Self-Checking with perfect square trinomials/binomials

Not sure if this is possible, and may be too complicated for me to understand, but the students are being asked to write their own perfect square trinomial and then write it as a binomial squared. Is there any way to check that the trinomial they’ve written is a perfect square trinomial and then that the binomial version is correct based on what their perfect square trinomial is?

The slide I am looking at is this:


Some complex corrections again :wink:, but here you go:

Amazing as usual! I wish I could do things like this on my own! Thank you so much for taking the time to help!!!

Quick question–if I type in a trinomial where both of the signs are positive, it gives me that both of the answers are correct. If I type in a trinomial where the linear term is negative and the constant is positive, the trinomial is marked as incorrect but the binomial squared is correct. I’m assuming that it has something to do with the attempts in the graph, but you know what happens when you assume… :smiley: Any suggestions?

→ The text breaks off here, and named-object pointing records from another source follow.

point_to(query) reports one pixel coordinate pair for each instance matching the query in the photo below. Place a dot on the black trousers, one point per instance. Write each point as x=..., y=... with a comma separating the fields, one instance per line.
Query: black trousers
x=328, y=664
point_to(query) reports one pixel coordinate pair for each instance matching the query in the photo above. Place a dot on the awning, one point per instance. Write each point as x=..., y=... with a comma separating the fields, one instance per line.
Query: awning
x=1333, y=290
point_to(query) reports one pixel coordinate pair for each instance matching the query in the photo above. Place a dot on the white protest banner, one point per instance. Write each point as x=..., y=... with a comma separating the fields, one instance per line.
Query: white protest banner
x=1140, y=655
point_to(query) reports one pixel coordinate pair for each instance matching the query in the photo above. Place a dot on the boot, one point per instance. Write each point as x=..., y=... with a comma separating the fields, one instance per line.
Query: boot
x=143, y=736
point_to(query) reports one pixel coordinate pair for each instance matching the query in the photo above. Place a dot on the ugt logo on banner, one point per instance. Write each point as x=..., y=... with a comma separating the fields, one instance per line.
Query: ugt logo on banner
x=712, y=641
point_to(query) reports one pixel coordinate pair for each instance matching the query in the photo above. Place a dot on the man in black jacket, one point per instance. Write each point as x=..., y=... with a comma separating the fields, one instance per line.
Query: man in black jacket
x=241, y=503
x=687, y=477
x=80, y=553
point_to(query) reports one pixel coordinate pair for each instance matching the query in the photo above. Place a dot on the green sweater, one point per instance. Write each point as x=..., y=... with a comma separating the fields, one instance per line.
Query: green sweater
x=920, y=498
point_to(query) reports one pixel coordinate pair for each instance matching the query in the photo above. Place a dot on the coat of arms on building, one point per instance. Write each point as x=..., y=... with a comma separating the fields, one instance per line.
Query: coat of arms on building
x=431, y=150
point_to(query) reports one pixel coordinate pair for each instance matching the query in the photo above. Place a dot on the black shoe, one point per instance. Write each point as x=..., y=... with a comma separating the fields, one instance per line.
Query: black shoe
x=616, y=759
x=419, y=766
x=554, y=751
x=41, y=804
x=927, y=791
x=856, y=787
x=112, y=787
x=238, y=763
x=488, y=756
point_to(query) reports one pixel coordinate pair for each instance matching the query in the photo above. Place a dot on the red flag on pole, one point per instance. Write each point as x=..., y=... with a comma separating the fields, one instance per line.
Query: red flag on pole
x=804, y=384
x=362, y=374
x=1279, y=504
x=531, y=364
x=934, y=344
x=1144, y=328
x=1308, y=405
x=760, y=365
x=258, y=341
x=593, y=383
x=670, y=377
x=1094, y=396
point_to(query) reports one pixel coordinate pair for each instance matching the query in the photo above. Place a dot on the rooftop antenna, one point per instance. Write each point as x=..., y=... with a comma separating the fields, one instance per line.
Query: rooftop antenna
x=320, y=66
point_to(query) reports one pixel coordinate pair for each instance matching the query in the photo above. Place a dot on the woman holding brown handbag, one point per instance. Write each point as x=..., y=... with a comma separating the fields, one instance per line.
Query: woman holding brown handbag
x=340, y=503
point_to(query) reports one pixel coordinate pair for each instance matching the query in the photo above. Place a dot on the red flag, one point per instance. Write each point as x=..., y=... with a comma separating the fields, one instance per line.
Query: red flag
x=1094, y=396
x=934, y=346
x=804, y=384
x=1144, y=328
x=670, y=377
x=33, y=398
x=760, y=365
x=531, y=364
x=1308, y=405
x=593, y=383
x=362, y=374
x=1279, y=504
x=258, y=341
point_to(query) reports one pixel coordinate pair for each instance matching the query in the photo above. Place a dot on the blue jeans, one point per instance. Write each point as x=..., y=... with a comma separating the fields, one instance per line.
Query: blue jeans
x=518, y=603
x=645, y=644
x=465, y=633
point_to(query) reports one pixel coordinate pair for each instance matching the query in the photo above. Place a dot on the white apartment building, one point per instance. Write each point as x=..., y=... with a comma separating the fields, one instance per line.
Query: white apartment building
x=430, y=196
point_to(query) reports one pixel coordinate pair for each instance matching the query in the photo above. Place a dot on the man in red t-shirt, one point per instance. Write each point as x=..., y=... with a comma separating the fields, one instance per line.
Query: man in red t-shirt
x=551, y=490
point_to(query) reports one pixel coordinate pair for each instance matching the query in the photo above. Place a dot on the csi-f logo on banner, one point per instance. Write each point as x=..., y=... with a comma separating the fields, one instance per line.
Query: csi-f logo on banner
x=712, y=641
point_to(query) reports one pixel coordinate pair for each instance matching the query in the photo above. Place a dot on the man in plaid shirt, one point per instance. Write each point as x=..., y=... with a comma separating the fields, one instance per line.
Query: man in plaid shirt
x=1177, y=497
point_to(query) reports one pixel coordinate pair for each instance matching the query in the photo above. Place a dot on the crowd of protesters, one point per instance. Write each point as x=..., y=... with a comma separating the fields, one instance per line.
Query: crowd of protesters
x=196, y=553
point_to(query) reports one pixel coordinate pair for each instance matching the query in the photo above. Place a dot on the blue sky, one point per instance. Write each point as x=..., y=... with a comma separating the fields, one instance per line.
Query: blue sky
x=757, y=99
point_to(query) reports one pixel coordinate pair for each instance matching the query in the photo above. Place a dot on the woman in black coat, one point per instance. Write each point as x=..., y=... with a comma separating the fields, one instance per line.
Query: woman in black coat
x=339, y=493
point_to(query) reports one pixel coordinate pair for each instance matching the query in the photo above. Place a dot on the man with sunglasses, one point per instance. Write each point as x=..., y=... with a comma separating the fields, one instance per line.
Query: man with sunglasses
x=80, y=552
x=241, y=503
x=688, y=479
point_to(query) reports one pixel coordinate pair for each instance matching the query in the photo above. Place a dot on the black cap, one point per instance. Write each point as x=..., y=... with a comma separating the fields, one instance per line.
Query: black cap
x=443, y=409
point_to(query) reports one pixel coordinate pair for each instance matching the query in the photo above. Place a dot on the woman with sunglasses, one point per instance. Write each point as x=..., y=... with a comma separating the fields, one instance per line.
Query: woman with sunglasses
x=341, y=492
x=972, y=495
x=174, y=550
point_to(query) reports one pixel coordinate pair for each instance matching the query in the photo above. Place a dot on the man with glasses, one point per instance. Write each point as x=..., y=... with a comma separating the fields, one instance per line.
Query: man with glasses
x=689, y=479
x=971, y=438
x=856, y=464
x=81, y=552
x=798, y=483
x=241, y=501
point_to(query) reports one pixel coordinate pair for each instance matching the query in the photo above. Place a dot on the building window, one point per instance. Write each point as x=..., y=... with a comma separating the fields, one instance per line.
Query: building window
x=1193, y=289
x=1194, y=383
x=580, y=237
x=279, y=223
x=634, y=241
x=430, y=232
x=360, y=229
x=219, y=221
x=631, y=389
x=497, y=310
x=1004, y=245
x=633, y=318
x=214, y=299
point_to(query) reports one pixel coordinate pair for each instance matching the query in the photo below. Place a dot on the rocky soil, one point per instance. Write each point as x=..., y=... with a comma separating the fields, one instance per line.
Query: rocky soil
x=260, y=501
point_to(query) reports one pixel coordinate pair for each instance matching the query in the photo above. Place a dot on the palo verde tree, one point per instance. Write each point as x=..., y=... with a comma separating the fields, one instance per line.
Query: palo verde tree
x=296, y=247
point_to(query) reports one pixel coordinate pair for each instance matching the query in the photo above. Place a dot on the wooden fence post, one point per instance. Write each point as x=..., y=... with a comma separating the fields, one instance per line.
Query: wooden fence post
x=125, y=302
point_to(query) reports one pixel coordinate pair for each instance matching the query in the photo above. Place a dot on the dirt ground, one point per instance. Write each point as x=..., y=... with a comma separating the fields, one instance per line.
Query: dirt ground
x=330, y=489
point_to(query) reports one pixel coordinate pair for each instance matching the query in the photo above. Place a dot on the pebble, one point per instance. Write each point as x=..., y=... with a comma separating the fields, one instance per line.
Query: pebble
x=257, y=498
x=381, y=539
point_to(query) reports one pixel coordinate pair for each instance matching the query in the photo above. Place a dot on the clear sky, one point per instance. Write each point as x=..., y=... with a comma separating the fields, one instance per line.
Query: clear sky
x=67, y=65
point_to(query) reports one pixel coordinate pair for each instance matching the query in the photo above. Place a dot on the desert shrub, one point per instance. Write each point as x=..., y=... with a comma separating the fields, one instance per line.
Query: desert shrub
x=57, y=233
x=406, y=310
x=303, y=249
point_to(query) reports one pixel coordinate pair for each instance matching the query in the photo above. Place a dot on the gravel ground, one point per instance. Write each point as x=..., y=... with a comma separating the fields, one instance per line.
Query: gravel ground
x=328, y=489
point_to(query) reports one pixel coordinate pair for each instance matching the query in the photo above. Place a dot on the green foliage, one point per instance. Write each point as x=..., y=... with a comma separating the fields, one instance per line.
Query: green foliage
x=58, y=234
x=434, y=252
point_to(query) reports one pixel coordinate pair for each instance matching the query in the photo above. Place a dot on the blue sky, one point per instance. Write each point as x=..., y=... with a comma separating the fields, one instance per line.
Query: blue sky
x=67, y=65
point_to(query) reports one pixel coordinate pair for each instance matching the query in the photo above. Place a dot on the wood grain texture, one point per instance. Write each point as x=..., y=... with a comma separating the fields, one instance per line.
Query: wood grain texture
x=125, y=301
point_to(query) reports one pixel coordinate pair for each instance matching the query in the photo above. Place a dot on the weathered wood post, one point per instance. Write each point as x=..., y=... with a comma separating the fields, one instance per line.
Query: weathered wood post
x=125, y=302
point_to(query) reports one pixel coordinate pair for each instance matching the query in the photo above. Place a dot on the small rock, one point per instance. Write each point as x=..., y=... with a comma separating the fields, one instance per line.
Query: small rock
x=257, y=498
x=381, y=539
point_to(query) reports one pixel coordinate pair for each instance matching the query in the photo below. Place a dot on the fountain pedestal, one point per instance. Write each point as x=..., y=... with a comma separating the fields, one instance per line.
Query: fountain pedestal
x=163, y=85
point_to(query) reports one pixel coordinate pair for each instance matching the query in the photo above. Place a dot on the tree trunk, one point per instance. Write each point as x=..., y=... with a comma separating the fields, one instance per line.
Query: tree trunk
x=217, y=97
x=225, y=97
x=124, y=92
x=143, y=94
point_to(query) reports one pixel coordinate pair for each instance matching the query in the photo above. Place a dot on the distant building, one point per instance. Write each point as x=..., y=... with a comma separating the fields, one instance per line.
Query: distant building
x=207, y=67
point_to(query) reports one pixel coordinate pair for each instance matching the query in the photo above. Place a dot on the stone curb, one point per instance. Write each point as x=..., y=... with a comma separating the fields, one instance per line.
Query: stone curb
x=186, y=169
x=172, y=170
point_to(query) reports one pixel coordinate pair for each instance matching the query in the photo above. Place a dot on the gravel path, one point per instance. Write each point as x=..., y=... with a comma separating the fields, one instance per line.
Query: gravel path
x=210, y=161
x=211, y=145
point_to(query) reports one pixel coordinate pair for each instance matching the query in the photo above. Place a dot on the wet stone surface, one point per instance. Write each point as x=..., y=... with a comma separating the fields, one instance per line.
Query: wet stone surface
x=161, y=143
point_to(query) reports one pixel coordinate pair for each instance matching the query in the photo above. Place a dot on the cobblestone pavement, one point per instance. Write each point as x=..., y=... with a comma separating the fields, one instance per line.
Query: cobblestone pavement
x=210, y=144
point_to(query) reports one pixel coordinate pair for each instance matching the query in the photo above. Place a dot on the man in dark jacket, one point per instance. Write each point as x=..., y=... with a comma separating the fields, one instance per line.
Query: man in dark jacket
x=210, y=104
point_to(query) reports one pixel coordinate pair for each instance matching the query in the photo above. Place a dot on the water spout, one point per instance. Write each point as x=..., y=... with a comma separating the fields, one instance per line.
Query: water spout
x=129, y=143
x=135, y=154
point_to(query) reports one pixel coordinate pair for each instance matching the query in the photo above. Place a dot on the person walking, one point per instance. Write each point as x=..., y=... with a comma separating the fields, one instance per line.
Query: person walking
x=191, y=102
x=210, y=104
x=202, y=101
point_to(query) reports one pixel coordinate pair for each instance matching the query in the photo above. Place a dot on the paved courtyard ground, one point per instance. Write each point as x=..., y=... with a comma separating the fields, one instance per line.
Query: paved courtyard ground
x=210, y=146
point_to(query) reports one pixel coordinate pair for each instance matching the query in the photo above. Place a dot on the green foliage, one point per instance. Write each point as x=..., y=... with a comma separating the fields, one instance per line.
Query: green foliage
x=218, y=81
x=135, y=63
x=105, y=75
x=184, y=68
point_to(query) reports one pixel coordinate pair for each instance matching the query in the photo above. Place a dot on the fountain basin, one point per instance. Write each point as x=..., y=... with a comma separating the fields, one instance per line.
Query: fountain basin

Finding a, b, and c weren’t to difficult. A little calculus made it much simpler.

For the corrections, you may have used evaluateAt in the CL to test a few values. I’m doing something similar, but using a list of values, X.

I take the difference of the target function evaluations and the student’s: |f(X)-g(X)|.
If that difference is 0 (or <=0.1 depending on the type of functions used), then I output 0 otherwise 1

{|f(X)-g(X)=0:0,1} is basically a when-otherwise. This creates a list of all 0’s and 1’s for each value in list X. If the total of all of these is 0, then f(x) was equivalent to g(x) for all the values used. total({|f(X)-g(X)=0:0,1})

I fixed it. Just needed to check absolute value of b’s vs sqrt ac.

Absolutely perfect. Thank you so much for your time! You never disappoint!!!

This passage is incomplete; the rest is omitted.